A systematic review of the literature on HRQL weights for people living with HIV/AIDS in Africa was performed, and the findings are presented and interpreted. We also use focus group discussions in panels of clinical AIDS experts to test the preference based on a generic descriptive system EQ-5D. We contrast quality of life with and without antiretroviral treatment (ART), and with and without treatment failure.


In only four papers were the HRQL weights for HIV/AIDS in sub-Saharan Africa estimated with generic preference based methodologies that can be directly applied in economic evaluation. A total of eight studies were based on generic health profiles. While such 'health profiles' are not preference based, the scores could potentially be transformed into health state utilities. Most of the available literature (20 papers) utilized disease specific instrument, which are not applicable for economic evaluation.
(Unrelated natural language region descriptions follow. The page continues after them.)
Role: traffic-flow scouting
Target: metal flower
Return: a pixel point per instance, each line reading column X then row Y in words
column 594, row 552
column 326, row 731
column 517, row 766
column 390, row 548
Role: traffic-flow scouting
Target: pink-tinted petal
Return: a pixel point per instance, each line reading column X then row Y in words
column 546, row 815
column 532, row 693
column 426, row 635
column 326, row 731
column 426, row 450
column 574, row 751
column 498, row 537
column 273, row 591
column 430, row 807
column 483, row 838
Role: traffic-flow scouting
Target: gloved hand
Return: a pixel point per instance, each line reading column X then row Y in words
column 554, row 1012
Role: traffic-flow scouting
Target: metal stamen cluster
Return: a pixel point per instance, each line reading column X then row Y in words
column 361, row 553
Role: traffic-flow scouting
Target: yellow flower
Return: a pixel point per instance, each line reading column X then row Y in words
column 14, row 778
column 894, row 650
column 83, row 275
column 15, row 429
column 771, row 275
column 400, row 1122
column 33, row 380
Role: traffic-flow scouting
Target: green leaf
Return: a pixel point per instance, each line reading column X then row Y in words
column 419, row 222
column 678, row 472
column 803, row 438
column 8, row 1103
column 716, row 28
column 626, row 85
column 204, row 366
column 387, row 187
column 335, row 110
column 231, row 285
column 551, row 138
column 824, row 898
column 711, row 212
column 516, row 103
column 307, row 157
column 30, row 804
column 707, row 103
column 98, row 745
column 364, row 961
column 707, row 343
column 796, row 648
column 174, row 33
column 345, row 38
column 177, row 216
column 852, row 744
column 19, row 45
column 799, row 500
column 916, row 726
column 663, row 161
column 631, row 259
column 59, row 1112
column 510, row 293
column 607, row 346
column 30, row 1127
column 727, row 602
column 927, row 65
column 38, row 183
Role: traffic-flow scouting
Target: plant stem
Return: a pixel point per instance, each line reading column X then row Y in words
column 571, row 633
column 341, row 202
The focus group discussions revealed that HRQL weights are strongly correlated to disease stage. Furthermore, clinical experts consistently report that ART has a strong positive impact on the HRQL of patients, although this effect appears to rebound in cases of drug resistance.


EQ-5D appears to be an appropriate tool for measuring and valuing HRQL of HIV/AIDS in Africa. More empirical research is needed on various methodological aspects in order to obtain valid and reliable HRQL weights in economic evaluations of HIV/AIDS prevention and treatment interventions.